By THOMAS C. TOBIN, Times Staff WriterThat's the thinking behind "cultural competence" training for school leaders Monday.
ST. PETERSBURG - Fred Soto, an Orlando consultant, has a recipe for big organizations wanting to eliminate discrimination: Nip it in the bud and be firm about it.
When someone makes an intolerant remark, for example, the response should be, "Hey, we don't do that here."
Soto asked his audience to repeat it, and they obliged him with gusto.
"Hey! We don't do that here!"
The throaty response came from about 40 of the most influential voices for Pinellas schools, including all seven members of the School Board, dozens of top administrators and two representatives from the teachers union. Also in the crowd were several guests, including the president of the St. Petersburg NAACP.
If those at the top establish a culture that supports diversity, discrimination will cease to be fashionable, said Soto, a nationally known speaker whose company is called Straight Talk Enterprises.
"People will feel stupid doing it," he said. "You fire one or two people on those grounds (and) the word gets around: We don't do that here."
Monday's two-hour session on "cultural competence" was the first of what officials say will be a massive training of the district's 14,300 employees over the next three years.
The program will flow from the top down. After high-ranking administrators are trained, the district hopes to train principals and other employees, who in turn will train other employees.
Every employee, from bus drivers and cafeteria workers to classroom aides and teachers, will receive 21 hours of instruction.
Every organization has a "diversity image," said Soto, and Pinellas' could use some help. School superintendent Clayton Wilcox proposed the training shortly after arriving last year to find troubling currents in the district's performance numbers and in his talks with community members.
"There were those who felt we had some staff members who were perhaps insensitive to some of the issues black children in particular bring to the school system," Wilcox said. "It's undeniable that we have some issues."
Black students perform more than 30 percentage points lower than white students in the reading and math portions of the Florida Comprehensive Assessment Test. In addition, their graduation rate is about 30 percent lower, and they are disciplined more.

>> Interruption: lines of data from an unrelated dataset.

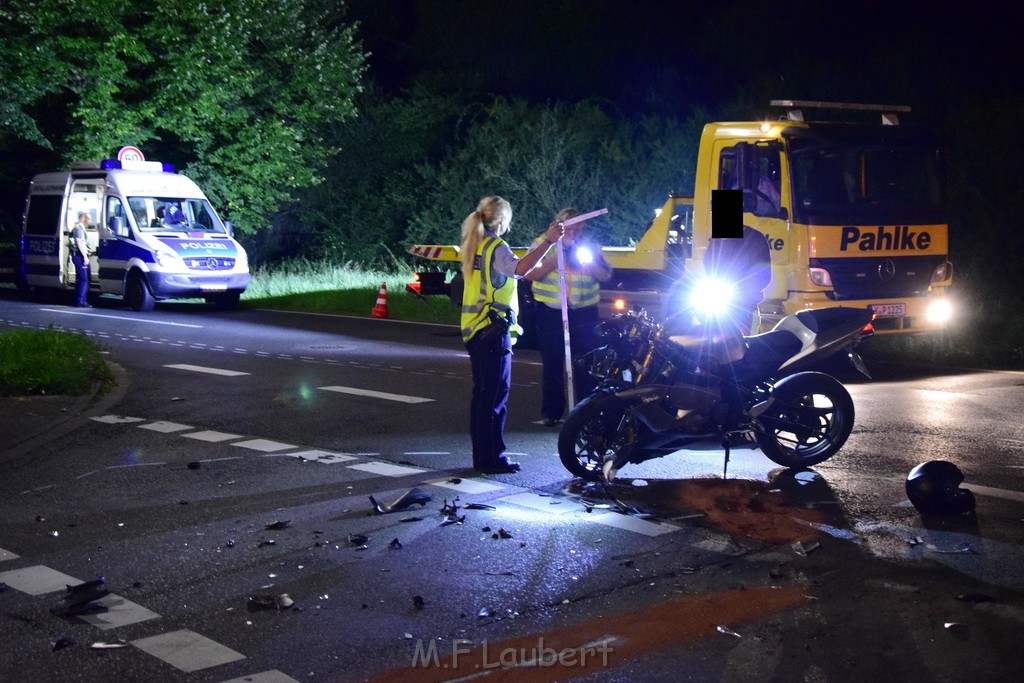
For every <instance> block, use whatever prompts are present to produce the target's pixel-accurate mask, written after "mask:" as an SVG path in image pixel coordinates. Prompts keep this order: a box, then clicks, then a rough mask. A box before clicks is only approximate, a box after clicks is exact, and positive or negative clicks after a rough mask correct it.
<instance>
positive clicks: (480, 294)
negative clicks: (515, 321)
mask: <svg viewBox="0 0 1024 683" xmlns="http://www.w3.org/2000/svg"><path fill="white" fill-rule="evenodd" d="M502 244H504V243H503V242H502V241H501V239H499V238H493V237H489V236H488V237H484V238H483V239H482V240H480V244H479V245H477V247H476V258H475V259H474V262H473V272H472V273H471V274H470V276H469V280H468V281H466V289H465V290H463V293H462V321H461V323H462V340H463V341H464V342H467V341H469V340H470V339H471V338H472V337H473V335H474V334H476V333H477V332H478V331H479V330H480V329H482V328H484V327H486V325H487V324H488V323H489V322H490V321H489V319H488V318H487V313H488V312H489V310H490V309H492V308H494V309H495V310H497V311H499V312H501V313H503V314H504V312H505V311H506V310H516V308H517V307H518V306H517V303H518V302H517V301H516V285H515V278H507V276H505V275H503V274H501V273H496V272H493V271H492V267H490V266H492V265H493V260H494V256H495V250H496V249H498V247H499V246H501V245H502Z"/></svg>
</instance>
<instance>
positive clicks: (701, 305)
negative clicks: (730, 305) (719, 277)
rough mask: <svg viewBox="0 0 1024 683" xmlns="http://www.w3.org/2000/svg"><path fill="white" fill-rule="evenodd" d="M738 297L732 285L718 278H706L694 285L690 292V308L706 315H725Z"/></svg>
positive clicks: (693, 284) (734, 289)
mask: <svg viewBox="0 0 1024 683" xmlns="http://www.w3.org/2000/svg"><path fill="white" fill-rule="evenodd" d="M735 296H736V288H735V287H734V286H733V285H732V283H730V282H727V281H724V280H719V279H717V278H706V279H703V280H698V281H697V282H696V283H694V284H693V289H692V291H691V292H690V306H692V307H693V308H694V310H696V311H697V312H699V313H703V314H706V315H712V316H715V315H721V314H723V313H725V312H726V311H727V310H728V309H729V306H730V305H731V304H732V300H733V298H734V297H735Z"/></svg>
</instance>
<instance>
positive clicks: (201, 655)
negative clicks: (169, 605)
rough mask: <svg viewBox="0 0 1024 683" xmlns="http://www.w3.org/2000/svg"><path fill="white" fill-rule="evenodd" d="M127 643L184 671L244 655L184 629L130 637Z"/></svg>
mask: <svg viewBox="0 0 1024 683" xmlns="http://www.w3.org/2000/svg"><path fill="white" fill-rule="evenodd" d="M131 644H132V645H134V646H135V647H137V648H139V649H140V650H142V651H143V652H147V653H150V654H152V655H153V656H155V657H157V658H159V659H163V660H164V661H166V663H167V664H169V665H171V666H172V667H174V668H175V669H178V670H180V671H183V672H186V673H187V672H193V671H200V670H202V669H208V668H209V667H217V666H219V665H222V664H227V663H228V661H238V660H239V659H245V658H246V656H245V655H244V654H241V653H239V652H236V651H234V650H232V649H231V648H229V647H224V646H223V645H221V644H220V643H216V642H214V641H212V640H210V639H209V638H207V637H206V636H201V635H200V634H198V633H196V632H195V631H188V630H187V629H182V630H181V631H172V632H171V633H163V634H161V635H159V636H151V637H150V638H140V639H138V640H133V641H131Z"/></svg>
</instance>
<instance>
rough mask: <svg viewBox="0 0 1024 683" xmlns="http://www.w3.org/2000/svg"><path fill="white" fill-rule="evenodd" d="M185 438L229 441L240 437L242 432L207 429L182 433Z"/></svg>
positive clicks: (218, 442)
mask: <svg viewBox="0 0 1024 683" xmlns="http://www.w3.org/2000/svg"><path fill="white" fill-rule="evenodd" d="M182 436H184V437H185V438H194V439H197V440H199V441H210V442H211V443H219V442H220V441H230V440H232V439H237V438H242V434H228V433H227V432H218V431H213V430H212V429H208V430H205V431H201V432H194V433H191V434H182Z"/></svg>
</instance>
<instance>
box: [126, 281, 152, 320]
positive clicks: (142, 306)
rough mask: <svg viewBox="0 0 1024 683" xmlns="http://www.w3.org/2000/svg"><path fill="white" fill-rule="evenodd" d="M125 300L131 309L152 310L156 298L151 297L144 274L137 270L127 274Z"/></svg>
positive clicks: (151, 296)
mask: <svg viewBox="0 0 1024 683" xmlns="http://www.w3.org/2000/svg"><path fill="white" fill-rule="evenodd" d="M125 301H126V302H127V303H128V306H129V307H130V308H131V309H132V310H138V311H147V310H153V307H154V306H155V305H156V303H157V300H156V299H154V298H153V294H152V293H151V292H150V286H148V285H147V284H146V283H145V276H144V275H142V274H141V273H139V272H132V273H131V274H130V275H128V282H127V283H126V284H125Z"/></svg>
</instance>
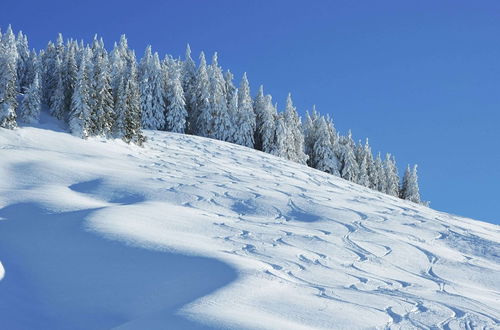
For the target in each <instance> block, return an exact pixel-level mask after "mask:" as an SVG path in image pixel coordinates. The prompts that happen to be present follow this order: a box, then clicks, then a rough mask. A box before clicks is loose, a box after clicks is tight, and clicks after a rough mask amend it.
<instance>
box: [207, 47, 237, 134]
mask: <svg viewBox="0 0 500 330" xmlns="http://www.w3.org/2000/svg"><path fill="white" fill-rule="evenodd" d="M209 82H210V85H209V93H210V108H211V109H212V121H213V122H212V124H211V125H210V126H211V127H212V129H213V131H212V133H211V134H210V135H209V137H211V138H214V139H217V140H221V141H231V138H232V133H233V122H232V120H231V117H230V115H229V111H228V107H227V98H226V81H225V80H224V76H223V75H222V69H221V68H220V67H219V63H218V60H217V53H214V56H213V58H212V64H211V65H210V68H209Z"/></svg>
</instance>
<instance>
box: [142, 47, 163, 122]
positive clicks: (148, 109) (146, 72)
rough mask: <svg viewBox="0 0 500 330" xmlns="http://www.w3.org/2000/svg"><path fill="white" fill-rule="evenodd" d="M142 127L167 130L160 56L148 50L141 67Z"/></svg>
mask: <svg viewBox="0 0 500 330" xmlns="http://www.w3.org/2000/svg"><path fill="white" fill-rule="evenodd" d="M138 75H139V88H140V91H141V109H142V126H143V127H144V128H146V129H165V102H164V100H165V88H164V87H165V81H164V75H163V72H162V67H161V65H160V59H159V57H158V54H157V53H155V54H154V55H153V54H152V53H151V46H148V47H147V48H146V51H145V53H144V56H143V58H142V59H141V63H140V65H139V73H138Z"/></svg>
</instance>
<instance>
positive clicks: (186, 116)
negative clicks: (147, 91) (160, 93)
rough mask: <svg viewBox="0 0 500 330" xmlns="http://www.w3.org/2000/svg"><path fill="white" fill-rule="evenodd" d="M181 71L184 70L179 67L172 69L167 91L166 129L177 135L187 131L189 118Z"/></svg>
mask: <svg viewBox="0 0 500 330" xmlns="http://www.w3.org/2000/svg"><path fill="white" fill-rule="evenodd" d="M181 70H182V68H181V67H179V66H173V68H171V70H170V74H169V75H168V82H167V90H166V100H167V102H166V103H167V110H166V112H165V123H166V129H167V131H170V132H175V133H184V132H185V131H186V124H187V116H188V113H187V110H186V102H185V99H184V91H183V89H182V81H181Z"/></svg>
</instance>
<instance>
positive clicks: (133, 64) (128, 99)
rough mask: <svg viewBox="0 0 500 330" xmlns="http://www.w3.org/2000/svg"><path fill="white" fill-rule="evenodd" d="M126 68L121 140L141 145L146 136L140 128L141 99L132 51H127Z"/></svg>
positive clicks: (145, 138) (135, 67)
mask: <svg viewBox="0 0 500 330" xmlns="http://www.w3.org/2000/svg"><path fill="white" fill-rule="evenodd" d="M129 58H130V60H129V63H128V69H127V72H126V74H125V76H124V94H125V112H124V118H123V136H122V138H123V140H124V141H125V142H127V143H130V142H132V143H135V144H137V145H142V144H143V143H144V142H145V141H146V138H145V137H144V135H143V134H142V130H141V119H142V115H141V103H140V102H141V100H140V98H141V97H140V91H139V86H138V84H137V66H136V60H135V54H134V52H133V51H132V52H130V53H129Z"/></svg>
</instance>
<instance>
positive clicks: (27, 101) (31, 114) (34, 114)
mask: <svg viewBox="0 0 500 330" xmlns="http://www.w3.org/2000/svg"><path fill="white" fill-rule="evenodd" d="M40 96H41V89H40V79H39V78H38V73H36V74H35V78H34V79H33V82H32V83H31V85H30V86H29V87H28V89H27V90H26V91H25V94H24V98H23V101H22V103H21V107H20V109H19V116H18V118H19V121H22V122H24V123H27V124H33V123H37V122H38V120H39V118H40V110H41V108H42V101H41V99H40Z"/></svg>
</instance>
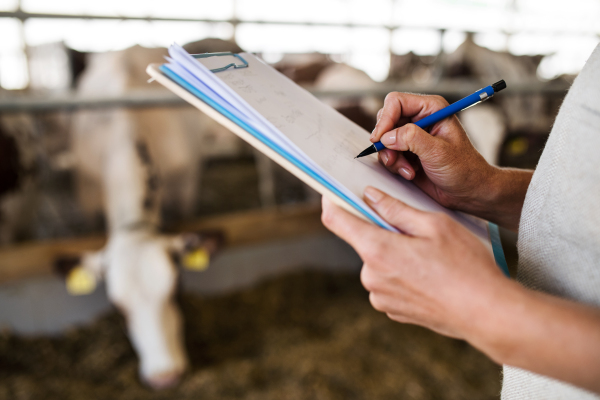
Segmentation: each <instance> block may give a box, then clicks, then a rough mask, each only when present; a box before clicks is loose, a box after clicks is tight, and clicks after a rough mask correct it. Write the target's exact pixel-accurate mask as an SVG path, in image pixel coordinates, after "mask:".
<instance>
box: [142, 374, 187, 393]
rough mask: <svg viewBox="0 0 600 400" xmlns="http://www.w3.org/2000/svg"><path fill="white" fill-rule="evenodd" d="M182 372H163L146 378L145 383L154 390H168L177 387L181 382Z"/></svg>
mask: <svg viewBox="0 0 600 400" xmlns="http://www.w3.org/2000/svg"><path fill="white" fill-rule="evenodd" d="M181 376H182V373H181V372H162V373H160V374H156V375H152V376H150V377H148V378H145V379H144V381H145V382H146V384H147V385H148V386H150V387H151V388H152V389H154V390H162V389H168V388H171V387H173V386H176V385H177V384H178V383H179V381H180V380H181Z"/></svg>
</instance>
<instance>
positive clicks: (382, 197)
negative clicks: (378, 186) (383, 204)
mask: <svg viewBox="0 0 600 400" xmlns="http://www.w3.org/2000/svg"><path fill="white" fill-rule="evenodd" d="M365 197H366V198H367V199H368V200H369V201H370V202H371V203H377V202H378V201H379V200H381V199H382V198H383V192H381V191H379V190H377V189H375V188H374V187H371V186H367V188H366V189H365Z"/></svg>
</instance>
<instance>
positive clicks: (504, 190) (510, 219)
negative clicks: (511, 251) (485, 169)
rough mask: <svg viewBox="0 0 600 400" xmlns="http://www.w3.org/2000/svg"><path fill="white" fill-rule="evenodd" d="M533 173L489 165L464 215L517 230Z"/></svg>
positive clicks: (500, 225) (513, 229)
mask: <svg viewBox="0 0 600 400" xmlns="http://www.w3.org/2000/svg"><path fill="white" fill-rule="evenodd" d="M532 174H533V171H528V170H519V169H513V168H499V167H494V166H489V170H488V171H486V172H485V173H484V175H483V176H484V178H483V179H481V180H480V184H479V185H478V186H477V190H476V191H475V193H474V195H473V198H472V201H471V207H470V208H471V209H470V210H468V211H467V212H469V213H470V214H473V215H476V216H478V217H480V218H484V219H486V220H488V221H491V222H494V223H496V224H498V225H500V226H503V227H505V228H508V229H511V230H514V231H516V230H517V229H518V226H519V220H520V218H521V210H522V208H523V203H524V202H525V194H526V192H527V188H528V187H529V182H530V181H531V176H532Z"/></svg>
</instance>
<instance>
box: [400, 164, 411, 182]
mask: <svg viewBox="0 0 600 400" xmlns="http://www.w3.org/2000/svg"><path fill="white" fill-rule="evenodd" d="M398 173H399V174H400V175H402V177H403V178H405V179H408V180H411V179H412V172H410V171H409V170H408V169H407V168H404V167H402V168H400V169H399V170H398Z"/></svg>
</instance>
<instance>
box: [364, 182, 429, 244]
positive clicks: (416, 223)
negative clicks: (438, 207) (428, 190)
mask: <svg viewBox="0 0 600 400" xmlns="http://www.w3.org/2000/svg"><path fill="white" fill-rule="evenodd" d="M365 201H366V202H367V204H369V206H371V208H373V210H375V211H376V212H377V214H379V215H381V217H382V218H383V219H385V220H386V221H387V222H389V223H390V224H392V225H394V226H395V227H397V228H398V229H400V230H401V231H402V232H404V233H406V234H409V235H411V236H421V237H429V236H431V235H432V234H433V233H434V220H433V217H432V214H431V213H427V212H425V211H420V210H417V209H415V208H412V207H410V206H408V205H406V204H405V203H403V202H401V201H400V200H397V199H394V198H393V197H391V196H389V195H387V194H386V193H384V192H382V191H381V190H378V189H375V188H374V187H372V186H368V187H367V188H366V189H365Z"/></svg>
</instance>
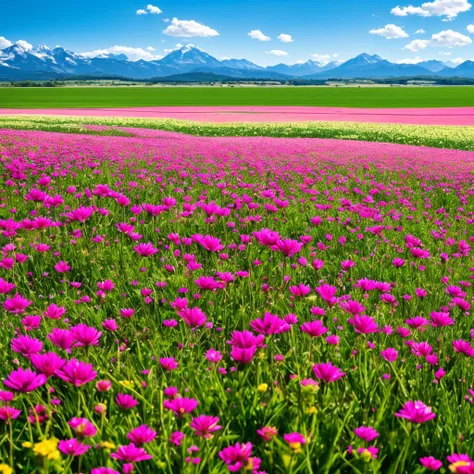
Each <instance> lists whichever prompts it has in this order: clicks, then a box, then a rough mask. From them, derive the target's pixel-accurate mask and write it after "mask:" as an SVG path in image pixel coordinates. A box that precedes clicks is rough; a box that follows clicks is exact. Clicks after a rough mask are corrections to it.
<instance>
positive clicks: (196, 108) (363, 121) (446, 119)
mask: <svg viewBox="0 0 474 474" xmlns="http://www.w3.org/2000/svg"><path fill="white" fill-rule="evenodd" d="M7 114H20V115H24V114H28V115H31V114H33V115H72V116H97V117H137V118H172V119H180V120H193V121H198V122H311V121H329V122H342V121H344V122H373V123H394V124H415V125H458V126H474V107H459V108H432V109H356V108H341V107H178V106H176V107H130V108H99V109H96V108H78V109H0V115H7Z"/></svg>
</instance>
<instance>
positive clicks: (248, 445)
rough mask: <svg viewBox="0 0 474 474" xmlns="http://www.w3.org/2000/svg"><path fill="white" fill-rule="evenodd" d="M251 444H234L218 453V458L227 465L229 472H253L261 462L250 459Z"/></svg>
mask: <svg viewBox="0 0 474 474" xmlns="http://www.w3.org/2000/svg"><path fill="white" fill-rule="evenodd" d="M251 454H252V443H242V444H240V443H236V444H235V445H234V446H228V447H227V448H224V449H223V450H222V451H220V452H219V457H220V458H221V459H222V460H223V461H224V462H225V464H226V465H227V469H229V471H230V472H238V471H240V470H244V471H250V472H255V471H257V470H258V469H259V468H260V464H261V460H260V459H259V458H256V457H251Z"/></svg>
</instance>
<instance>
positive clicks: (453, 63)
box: [449, 58, 467, 66]
mask: <svg viewBox="0 0 474 474" xmlns="http://www.w3.org/2000/svg"><path fill="white" fill-rule="evenodd" d="M464 61H467V59H464V58H454V59H450V60H449V62H451V63H453V64H456V66H459V64H462V63H463V62H464Z"/></svg>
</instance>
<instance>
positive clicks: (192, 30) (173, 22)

Last school year, black students in Pinellas received 39 percent of all discipline referrals but made up only 19 percent of the district's enrollment.
A class-action lawsuit pending in Pinellas-Pasco Circuit Court alleges the district discriminates against black students. In addition, some members of St. Petersburg's black community have spoken recently about reviving some of the claims in the federal desegregation lawsuit, which remains open after 41 years.
The district's image also suffered this year when several teachers were disciplined for making what Wilcox said were unacceptable remarks. Two of those teachers used the term "black a--" in the heat of conflicts with students.
With thousands of sessions held ever year, training is a routine part of any school district. But "multicultural" training is an increasingly smaller portion of that in Pinellas.
Unlike previous Pinellas trainings that dealt with diversity, the new training will be mandatory for all employees.
Pinellas' numbers offer some indication of the cross-cultural challenges facing the district. The district's staff is 83 percent white, but enrollment is only 66 percent white.
Fewer than 600 of Pinellas' 7,000 teachers are black.
"If we do not take cultural competency seriously, there will be repercussions," said Soto, who, like Wilcox, is Hispanic.
While addressing questions from the audience, Soto said the district could take a variety of steps to improve. One is to open an office of diversity but hire someone from the outside to run it. "Same old thinking, same old results," he said.
One participant asked how the district could overcome students' expectations that educators speak in their vernacular.
Educators should try to communicate with those students but also make clear the students need to learn proper English, he said. "When people can't understand you, they won't hire you."